Fixing the Security Vulnerability in Tron Multisig Functionality
In February 2022, security researchers from dWallet Labs found a security vulnerability in the Tron (TRX) blockchain’s multisig functionality. This feature is essential for organizations that want to share ownership of a wallet, as several people must approve a transaction before it is sent. The vulnerability enabled hackers to bypass the feature by creating random digital signatures, thus allowing access to a multisig wallet with only one private key. Tron Foundation promptly fixed the issue by implementing an automated checking process for transaction confirmation. This article offers an in-depth explanation of multisigs, their importance, the vulnerabilities, and the security fix that Tron implemented.
Security against Hackers with Multisig Functionality
The term multisig refers to multiple signatures required before a transaction is approved. It is a security measure that ensures that funds are not simply sent by one person but require the approval of others. Multisig is especially vital for organizations, such as crypto exchanges and financial institutions, that cannot afford to have funds stolen. Additionally, multisig prevents outside hackers from siphoning funds away from wallets that have multiple owners.
During 2021, hackers stole a record amount of cryptocurrency. For example, the Dutch Litebit lost 285 Bitcoin worth over $13 million when an employee ran away with the funds. Multisig could have prevented this from occurring, as it requires several trusted individuals to approve a transaction, preventing just one person from stealing the funds.
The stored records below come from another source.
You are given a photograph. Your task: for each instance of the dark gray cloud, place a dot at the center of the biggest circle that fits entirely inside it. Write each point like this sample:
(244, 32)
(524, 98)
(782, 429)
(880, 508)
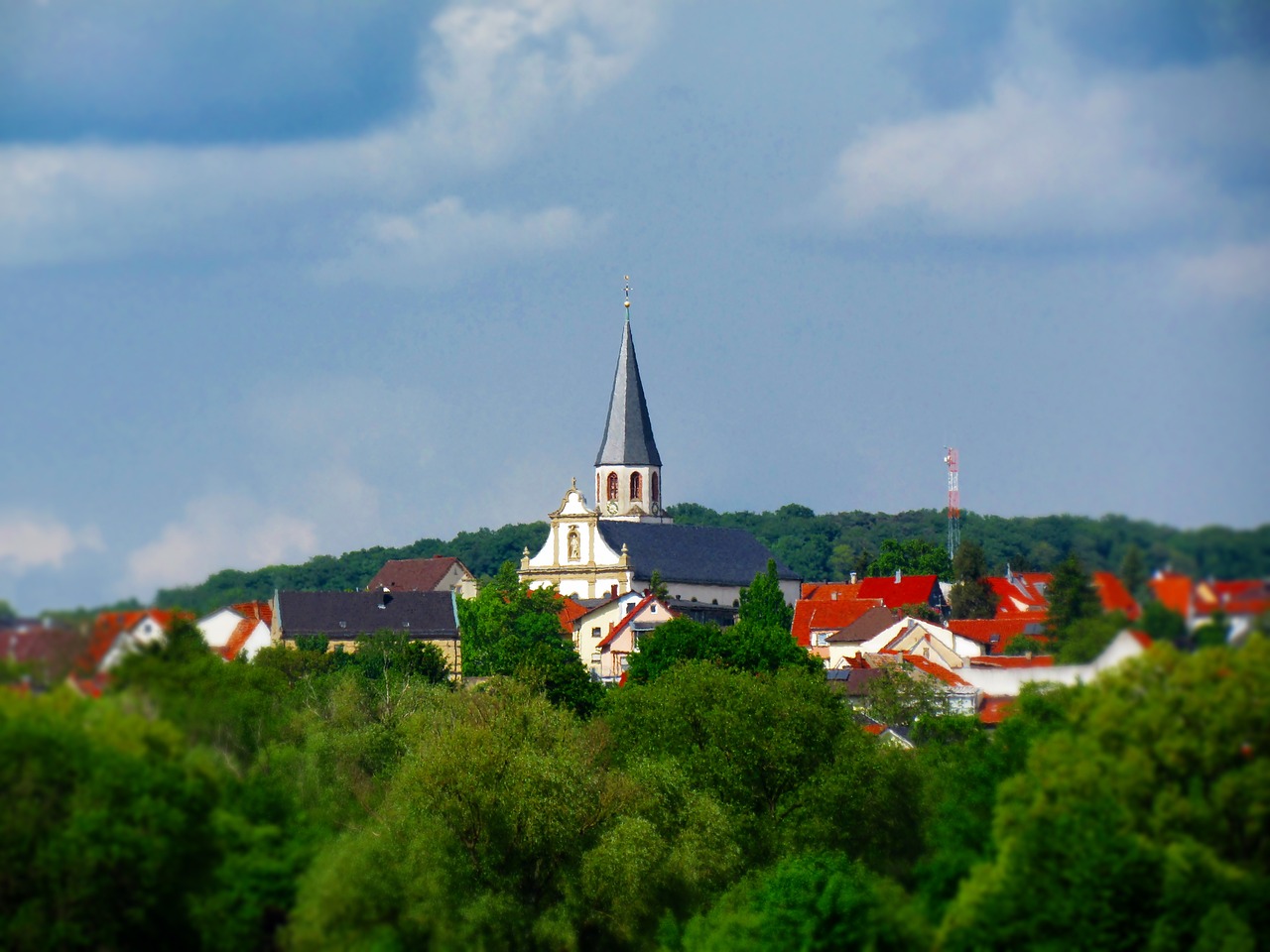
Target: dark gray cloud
(227, 71)
(956, 50)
Tron Multisig Vulnerability and Its Consequences
Unfortunately, the Tron Foundation’s multisig functionality was not correctly implemented. As mentioned earlier, security researchers discovered a vulnerability that hackers could exploit to bypass the feature by creating random digital signatures. With access to just one private key, hackers had the ability to approve transactions from a multisig wallet. Even worse, another type of hack allowed attackers to access the wallet without even possessing a private key.
- Advertisement -
According to the researchers, this occurred because the mechanism relied on checks that the signatures were not the same instead of checks to confirm that the signers were not the same person. This vulnerability raised concerns among many large organizations that had already adopted multisig wallets on Tron. To avoid losing their funds, they started to shift to secure wallets in other blockchains, such as Ethereum and Bitcoin.
Fixing the Tron Multisig Vulnerability
Fortunately, the Tron Foundation acted quickly upon discovering this vulnerability. When benign hackers informed them of the issue, Tron was given time to find a solution before it was publicly exposed. Tron fixed the vulnerability by implementing an automated checking process for transaction confirmation, which verifies which addresses want to confirm the transaction instead of just checking the signatures.
This security fix was implemented within a short period, and the Tron Foundation assured their customers that their funds were safe. With over $500 million in multisig wallets on Tron, the security fix was timely and saved Tron’s reputation as a reliable platform for secure transactions.
Conclusion
The Tron Foundation has demonstrated its commitment to the security of its platform and users by fixing the multisig vulnerability discovered in February 2022. Multisig functionality is essential for organizations to ensure the safety of their funds, and the fix implemented by Tron will help them to continue using the platform securely. As the crypto ecosystem continues to evolve, security will only become more crucial. Fortunately, Tron and other platforms are working hard to maintain their reputation as safe and reliable places to transact crypto.